1.25TiB of data is automatically kept in sync between (depending on the data in question) a desktop PC, NAS, media centre, and phone. This computer’s using the Synctrayzor system tray app.
I started using it last month. Basically, what it does is keeps a pair of directories on remote systems “in sync” with one another. So far, it’s like your favourite cloud
storage service, albeit self-hosted and much-more customisable. But it’s got a handful of killer features that make it nothing short of a dream to work with:
The unique identifier for a computer can be derived from its public key. Encryption comes free as part of the verification of a computer’s identity.
You can share any number of folders with any number of other computers, point-to-point or via an intermediate proxy, and it “just works”.
It’s super transparent: you can always see what it’s up to, you can tweak the configuration to match your priorities, and it’s open source so you can look at the engine if you like.
Here are some of the ways I’m using it:
Keeping my phone camera synced to my PC
I’ve tried a lot of different solutions for this over the years. Back in the way-back-when, like everybody else in those dark times, I used to plug my phone in using a cable to copy
pictures off and sort them. Since then, I’ve tried cloud solutions from Google, Amazon, and Flickr and never found any that really “worked” for me. Their web interfaces and apps tend to
be equally terrible for organising or downloading files, and I’m rarely able to simply drag-and-drop images from them into a blog post like I can from Explorer/Finder/etc.
At first, I set this up as a one-way sync, “pushing” photos and videos from my phone to my desktop PC whenever I was on an unmetered WiFi network.
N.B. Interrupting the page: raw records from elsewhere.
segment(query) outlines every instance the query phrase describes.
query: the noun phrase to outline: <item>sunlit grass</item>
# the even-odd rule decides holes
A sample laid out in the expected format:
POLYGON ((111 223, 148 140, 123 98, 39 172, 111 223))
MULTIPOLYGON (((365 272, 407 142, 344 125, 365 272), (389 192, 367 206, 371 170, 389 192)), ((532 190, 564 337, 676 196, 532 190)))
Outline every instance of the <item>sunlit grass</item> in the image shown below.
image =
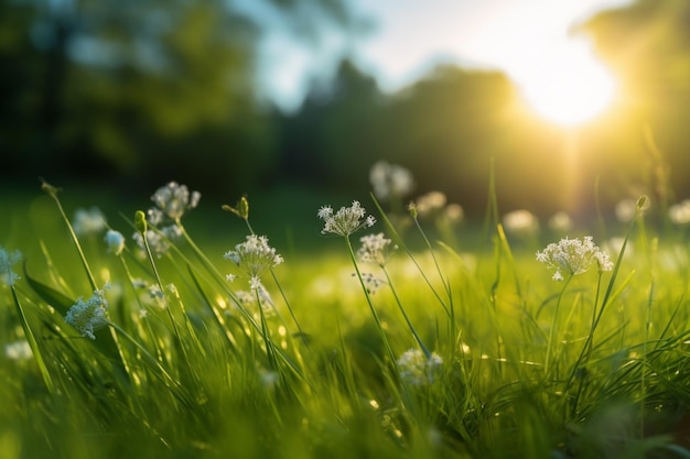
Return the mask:
POLYGON ((120 253, 106 226, 61 221, 68 188, 44 188, 48 223, 2 244, 3 458, 690 455, 680 208, 650 225, 640 199, 617 239, 572 249, 562 237, 593 231, 502 219, 493 192, 483 229, 444 200, 387 212, 373 197, 375 226, 355 205, 314 208, 316 249, 288 255, 251 200, 218 209, 250 238, 201 242, 196 203, 170 184, 166 221, 145 199, 137 217, 101 209, 120 253), (562 282, 537 260, 549 243, 570 248, 548 252, 562 282), (103 298, 89 339, 74 306, 103 298))

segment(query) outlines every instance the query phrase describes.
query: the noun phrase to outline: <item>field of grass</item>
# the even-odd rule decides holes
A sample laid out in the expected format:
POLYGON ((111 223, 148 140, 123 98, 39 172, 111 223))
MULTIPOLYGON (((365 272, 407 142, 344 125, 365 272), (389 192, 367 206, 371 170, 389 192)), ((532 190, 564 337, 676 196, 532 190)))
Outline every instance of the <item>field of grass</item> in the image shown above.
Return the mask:
POLYGON ((3 209, 3 459, 690 457, 687 229, 644 198, 540 231, 325 201, 301 253, 251 201, 209 241, 176 184, 112 227, 43 188, 3 209))

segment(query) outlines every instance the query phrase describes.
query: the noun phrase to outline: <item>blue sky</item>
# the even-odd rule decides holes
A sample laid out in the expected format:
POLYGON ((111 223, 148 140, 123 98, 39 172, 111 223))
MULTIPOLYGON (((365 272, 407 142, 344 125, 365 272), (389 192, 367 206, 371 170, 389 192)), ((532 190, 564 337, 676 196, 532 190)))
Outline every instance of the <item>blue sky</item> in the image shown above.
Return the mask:
MULTIPOLYGON (((249 1, 249 0, 247 0, 249 1)), ((542 84, 537 75, 561 65, 589 46, 572 26, 599 10, 630 0, 352 0, 371 17, 375 30, 351 41, 326 33, 314 47, 290 40, 280 28, 261 46, 266 97, 285 109, 299 106, 312 79, 327 77, 333 56, 351 53, 375 75, 382 90, 395 91, 435 63, 506 72, 518 85, 542 84)), ((270 20, 270 19, 269 19, 270 20)))

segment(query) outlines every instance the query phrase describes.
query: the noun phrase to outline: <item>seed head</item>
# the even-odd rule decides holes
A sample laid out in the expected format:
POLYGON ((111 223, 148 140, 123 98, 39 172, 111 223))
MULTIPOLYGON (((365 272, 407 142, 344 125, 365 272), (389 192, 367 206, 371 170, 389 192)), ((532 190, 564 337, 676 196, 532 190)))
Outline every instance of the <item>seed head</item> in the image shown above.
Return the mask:
POLYGON ((72 325, 82 336, 96 339, 94 331, 108 325, 108 302, 104 291, 95 291, 87 300, 80 297, 69 308, 65 321, 72 325))
POLYGON ((554 281, 562 281, 563 274, 582 274, 593 264, 600 272, 613 269, 608 254, 594 244, 591 236, 582 240, 563 238, 559 243, 550 243, 543 252, 537 252, 537 260, 553 271, 554 281))
POLYGON ((268 244, 268 238, 257 234, 247 236, 245 242, 235 245, 235 250, 226 252, 223 256, 249 275, 252 289, 259 288, 261 275, 283 262, 282 256, 276 253, 276 249, 268 244))

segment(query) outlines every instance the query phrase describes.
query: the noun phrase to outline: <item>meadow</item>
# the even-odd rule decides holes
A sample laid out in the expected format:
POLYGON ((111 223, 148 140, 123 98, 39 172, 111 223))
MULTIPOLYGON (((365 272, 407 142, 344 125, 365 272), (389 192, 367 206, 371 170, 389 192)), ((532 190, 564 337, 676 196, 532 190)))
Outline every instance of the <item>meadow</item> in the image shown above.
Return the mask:
POLYGON ((306 209, 304 253, 245 197, 211 241, 184 185, 43 183, 0 241, 0 456, 690 457, 688 203, 467 222, 391 177, 306 209))

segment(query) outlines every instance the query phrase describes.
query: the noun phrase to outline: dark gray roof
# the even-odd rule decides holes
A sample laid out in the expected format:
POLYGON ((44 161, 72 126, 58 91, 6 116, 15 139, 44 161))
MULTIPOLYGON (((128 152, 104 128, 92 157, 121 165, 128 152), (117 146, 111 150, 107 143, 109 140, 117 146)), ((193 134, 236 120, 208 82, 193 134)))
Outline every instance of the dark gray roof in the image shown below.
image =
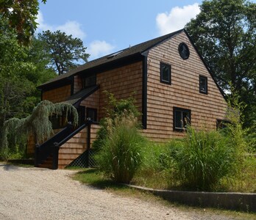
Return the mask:
POLYGON ((120 51, 120 52, 121 51, 121 53, 118 53, 118 52, 115 52, 104 56, 102 56, 101 58, 90 61, 87 63, 85 63, 85 65, 80 65, 79 67, 77 67, 77 68, 71 70, 70 71, 68 71, 66 73, 64 73, 63 75, 58 76, 57 77, 55 77, 54 78, 52 78, 51 80, 49 80, 49 81, 41 84, 40 86, 38 87, 38 88, 40 87, 43 87, 44 86, 54 83, 55 81, 57 81, 59 80, 62 80, 66 78, 68 78, 73 75, 77 74, 77 73, 80 72, 80 71, 83 71, 83 70, 89 70, 90 68, 93 68, 98 66, 100 66, 102 65, 104 65, 107 64, 108 62, 114 62, 114 61, 117 61, 120 59, 122 58, 125 58, 125 57, 128 57, 132 55, 135 55, 136 54, 143 54, 143 52, 149 50, 150 48, 152 48, 152 47, 157 45, 157 44, 162 43, 163 41, 169 39, 170 37, 173 37, 174 35, 179 34, 180 32, 182 32, 184 29, 181 29, 179 31, 177 31, 175 32, 149 40, 149 41, 146 41, 144 43, 138 44, 136 45, 127 48, 126 49, 124 49, 122 51, 120 51), (114 55, 115 54, 116 54, 116 56, 111 56, 112 54, 114 55))
POLYGON ((73 106, 79 105, 82 100, 84 100, 85 98, 88 97, 90 95, 93 93, 99 88, 99 86, 92 86, 90 87, 87 87, 72 95, 66 100, 63 101, 63 103, 69 103, 73 106))

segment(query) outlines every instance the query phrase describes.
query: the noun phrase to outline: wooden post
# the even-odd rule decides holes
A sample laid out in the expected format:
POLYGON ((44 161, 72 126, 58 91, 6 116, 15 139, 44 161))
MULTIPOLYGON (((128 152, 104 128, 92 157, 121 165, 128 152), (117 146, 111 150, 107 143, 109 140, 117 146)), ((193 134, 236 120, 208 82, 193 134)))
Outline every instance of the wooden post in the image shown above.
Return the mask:
POLYGON ((40 158, 40 144, 35 144, 35 167, 38 167, 40 158))
POLYGON ((88 125, 87 126, 87 159, 86 159, 86 166, 90 166, 90 125, 92 121, 90 120, 88 120, 88 125))
POLYGON ((59 143, 54 142, 53 147, 52 169, 57 169, 59 164, 59 143))

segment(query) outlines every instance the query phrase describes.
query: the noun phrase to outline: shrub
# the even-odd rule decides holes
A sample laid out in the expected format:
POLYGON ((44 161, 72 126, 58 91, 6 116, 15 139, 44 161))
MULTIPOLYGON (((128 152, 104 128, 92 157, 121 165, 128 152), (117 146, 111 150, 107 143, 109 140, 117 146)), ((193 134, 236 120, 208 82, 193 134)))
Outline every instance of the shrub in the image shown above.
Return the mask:
POLYGON ((232 170, 234 151, 218 131, 196 131, 189 127, 180 147, 172 155, 172 177, 189 189, 212 189, 232 170))
POLYGON ((102 144, 105 142, 105 139, 108 135, 107 128, 108 126, 108 121, 107 118, 113 120, 116 117, 123 115, 124 111, 127 114, 132 114, 135 117, 141 115, 135 105, 135 100, 132 96, 127 99, 117 100, 113 94, 107 91, 104 91, 104 93, 107 96, 107 107, 105 108, 105 114, 107 117, 103 118, 100 121, 101 128, 97 131, 96 139, 93 142, 92 146, 95 149, 100 149, 102 147, 102 144))
POLYGON ((144 139, 138 131, 137 118, 124 111, 106 122, 108 135, 96 159, 108 177, 118 183, 129 183, 143 159, 144 139))

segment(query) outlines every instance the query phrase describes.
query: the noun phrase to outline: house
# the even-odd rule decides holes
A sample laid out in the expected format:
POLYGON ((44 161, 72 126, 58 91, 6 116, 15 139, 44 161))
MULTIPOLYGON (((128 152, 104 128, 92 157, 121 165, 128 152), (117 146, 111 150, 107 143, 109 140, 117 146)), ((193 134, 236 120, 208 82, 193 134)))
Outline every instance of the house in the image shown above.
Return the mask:
MULTIPOLYGON (((188 120, 195 128, 216 129, 217 122, 225 119, 227 107, 222 91, 185 29, 88 62, 38 89, 42 100, 68 102, 79 111, 80 127, 55 139, 55 145, 60 143, 55 168, 65 167, 90 148, 99 125, 85 125, 85 120, 99 122, 104 117, 105 90, 118 99, 135 92, 142 132, 155 142, 183 136, 188 120)), ((42 158, 37 166, 46 160, 42 158)))

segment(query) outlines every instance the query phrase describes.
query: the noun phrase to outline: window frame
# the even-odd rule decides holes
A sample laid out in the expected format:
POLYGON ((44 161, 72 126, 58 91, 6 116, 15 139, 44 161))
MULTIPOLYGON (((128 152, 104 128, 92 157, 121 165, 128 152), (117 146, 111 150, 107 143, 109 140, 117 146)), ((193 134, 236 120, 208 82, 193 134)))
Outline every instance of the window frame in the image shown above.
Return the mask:
POLYGON ((93 122, 97 122, 97 119, 98 119, 98 115, 97 115, 97 111, 98 109, 94 109, 94 108, 86 108, 86 120, 88 120, 89 118, 89 111, 93 111, 94 113, 94 118, 92 119, 90 118, 90 120, 93 122))
POLYGON ((168 84, 168 85, 171 84, 171 65, 162 62, 160 62, 160 82, 166 84, 168 84), (168 73, 169 80, 168 81, 166 81, 163 78, 163 70, 164 67, 167 67, 169 69, 169 73, 168 73))
POLYGON ((189 117, 189 124, 191 124, 191 109, 182 109, 182 108, 179 108, 179 107, 174 107, 173 110, 173 127, 174 127, 174 131, 184 131, 186 130, 186 125, 184 126, 184 122, 182 119, 182 128, 178 128, 176 126, 176 115, 177 115, 177 111, 181 111, 182 112, 182 118, 183 118, 183 113, 185 112, 188 114, 189 117))
POLYGON ((208 78, 205 76, 199 75, 199 92, 202 94, 207 95, 208 94, 208 78), (205 91, 202 89, 201 87, 201 79, 205 80, 205 91))
POLYGON ((96 74, 91 74, 89 76, 87 76, 85 77, 82 78, 82 89, 85 89, 87 87, 90 87, 92 86, 96 86, 97 83, 97 78, 96 78, 96 74), (90 78, 93 78, 93 83, 90 81, 90 78))

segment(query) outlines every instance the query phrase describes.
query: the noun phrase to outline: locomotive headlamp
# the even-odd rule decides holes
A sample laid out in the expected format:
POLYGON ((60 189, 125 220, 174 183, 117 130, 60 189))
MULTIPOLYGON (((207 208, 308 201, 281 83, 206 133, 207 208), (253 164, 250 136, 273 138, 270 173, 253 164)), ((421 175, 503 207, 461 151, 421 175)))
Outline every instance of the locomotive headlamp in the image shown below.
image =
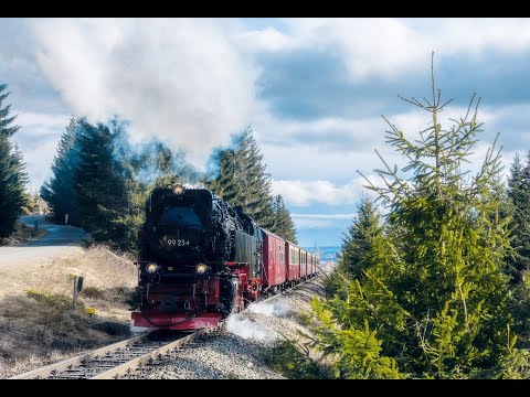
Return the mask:
POLYGON ((157 271, 157 269, 158 269, 158 266, 156 264, 149 264, 146 266, 146 271, 150 275, 157 271))
POLYGON ((181 184, 176 184, 173 186, 174 194, 182 194, 183 192, 184 192, 184 186, 182 186, 181 184))
POLYGON ((208 266, 204 264, 199 264, 197 265, 197 273, 198 275, 204 275, 208 270, 208 266))

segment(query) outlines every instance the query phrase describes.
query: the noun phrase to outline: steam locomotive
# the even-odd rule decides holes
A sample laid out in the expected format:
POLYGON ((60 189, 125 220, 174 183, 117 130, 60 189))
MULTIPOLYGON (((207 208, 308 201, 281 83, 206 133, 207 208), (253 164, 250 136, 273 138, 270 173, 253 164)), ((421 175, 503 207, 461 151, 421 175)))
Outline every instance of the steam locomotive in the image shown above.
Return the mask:
POLYGON ((259 227, 206 189, 156 187, 138 230, 134 325, 215 326, 318 273, 318 257, 259 227))

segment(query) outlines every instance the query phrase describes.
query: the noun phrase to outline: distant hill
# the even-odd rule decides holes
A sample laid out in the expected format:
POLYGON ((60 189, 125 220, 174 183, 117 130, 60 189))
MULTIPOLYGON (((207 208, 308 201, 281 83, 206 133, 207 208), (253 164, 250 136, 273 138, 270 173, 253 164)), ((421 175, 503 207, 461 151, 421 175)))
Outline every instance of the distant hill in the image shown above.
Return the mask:
POLYGON ((320 250, 320 260, 337 261, 337 253, 340 250, 340 247, 338 246, 318 247, 316 249, 315 247, 304 247, 304 249, 307 249, 309 253, 315 253, 317 250, 320 250))

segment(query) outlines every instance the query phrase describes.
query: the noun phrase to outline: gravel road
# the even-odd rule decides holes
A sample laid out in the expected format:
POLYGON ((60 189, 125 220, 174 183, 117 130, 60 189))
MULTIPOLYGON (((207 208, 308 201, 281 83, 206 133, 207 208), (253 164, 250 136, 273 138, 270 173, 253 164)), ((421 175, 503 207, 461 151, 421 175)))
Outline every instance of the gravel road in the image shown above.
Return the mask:
POLYGON ((38 221, 39 228, 46 230, 46 235, 17 246, 0 247, 0 268, 31 265, 53 257, 81 253, 82 239, 87 237, 87 234, 77 227, 46 222, 44 215, 25 215, 20 221, 31 227, 38 221))

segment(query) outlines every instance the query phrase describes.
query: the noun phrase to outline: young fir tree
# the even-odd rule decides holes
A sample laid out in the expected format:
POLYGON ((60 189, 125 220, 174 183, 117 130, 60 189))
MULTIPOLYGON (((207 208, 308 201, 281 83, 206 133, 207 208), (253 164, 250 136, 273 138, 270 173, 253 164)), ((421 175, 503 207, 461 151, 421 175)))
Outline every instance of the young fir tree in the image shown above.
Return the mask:
POLYGON ((128 194, 123 164, 116 159, 116 142, 123 132, 116 126, 92 126, 81 121, 77 138, 80 163, 73 176, 81 226, 96 242, 116 245, 126 234, 118 219, 128 211, 128 194))
POLYGON ((235 138, 235 148, 215 153, 219 170, 209 189, 254 218, 262 227, 274 227, 271 174, 251 127, 235 138))
POLYGON ((509 275, 515 282, 530 269, 530 151, 523 165, 516 155, 508 179, 508 195, 512 204, 512 242, 516 254, 508 258, 509 275))
POLYGON ((7 84, 0 84, 0 238, 8 237, 28 205, 25 184, 28 173, 22 153, 11 142, 19 126, 13 121, 17 116, 10 116, 11 105, 4 105, 10 93, 6 93, 7 84))
POLYGON ((320 347, 337 357, 339 377, 465 377, 515 352, 501 271, 510 245, 496 193, 499 152, 494 143, 468 178, 478 103, 444 128, 434 67, 432 76, 430 100, 405 99, 431 117, 418 139, 388 121, 388 143, 406 161, 402 173, 378 152, 382 184, 368 181, 389 211, 388 233, 373 239, 362 276, 344 278, 346 299, 314 302, 320 347))
POLYGON ((280 194, 276 195, 273 200, 273 214, 274 224, 271 228, 271 232, 294 244, 298 244, 296 238, 295 223, 293 222, 289 210, 287 210, 287 206, 285 205, 284 198, 280 194))
POLYGON ((53 158, 50 182, 41 186, 41 196, 50 205, 53 219, 64 223, 68 215, 68 224, 80 226, 80 213, 73 189, 73 178, 80 162, 76 137, 81 120, 72 117, 66 130, 61 136, 57 153, 53 158))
But then I switched it to a two-way
sync, enabling me to more-easily tidy up my phone of old photos too, by just dragging them from the folder that’s synced with my phone to my regular picture storage.
Centralising my backups
Now I’ve got a fancy NAS device with tonnes of storage, it makes sense to use it as a central
point for backups to run fom. Instead of having many separate backup processes running on different computers, I can just have each of them sync to the NAS, and the NAS can back everything up. Computers don’t need to be “on” at a particular
time because the NAS runs all the time, so backups can use the Internet connection when it’s quietest. And in the event of a
hardware failure, there’s an up-to-date on-site backup in the first instance: the cloud backup’s only needed in the event of accidental data deletion (which could be sync’ed already, of
course!). Plus, integrating the sync with ownCloud running on the NAS gives easy access to
my files wherever in the world I am without having to fire up a VPN or otherwise remote-in to my house.
Plus: because Syncthing can share a folder between any number of devices, the same sharing mechanism that puts my phone’s photos onto my main desktop can simultaneously be
pushing them to the NAS, providing redundant connections. And it was a doddle to set up.
Maintaining my media centre’s screensaver
Since the NAS, running Jellyfin, took on most of the media management jobs previously
shared between desktop computers and the media centre computer, the household media centre’s had less to do. But one thing that it does, and that gets neglected, is showing a
screensaver of family photos (when it’s not being used for anything else). Historically, we’ve maintained the photos in that collection via a shared network folder, but then you’ve got
credential management and firewall issues to deal with, not to mention different file naming conventions by different people (and their devices).
But simply sharing the screensaver’s photo folder with the computer of anybody who wants to contribute photos means that it’s as easy as copying the picture to a particular place. It
works on whatever device they care to (computer, tablet, mobile) on any operating system, and it’s quick and seamless. I’m just using it myself, for now, but I’ll be offering it to the
rest of the family soon. It’s a trivial use-case, but once you’ve got it installed it just makes sense.
In short: this month, I’m in love with Syncthing. And maybe you should be, too.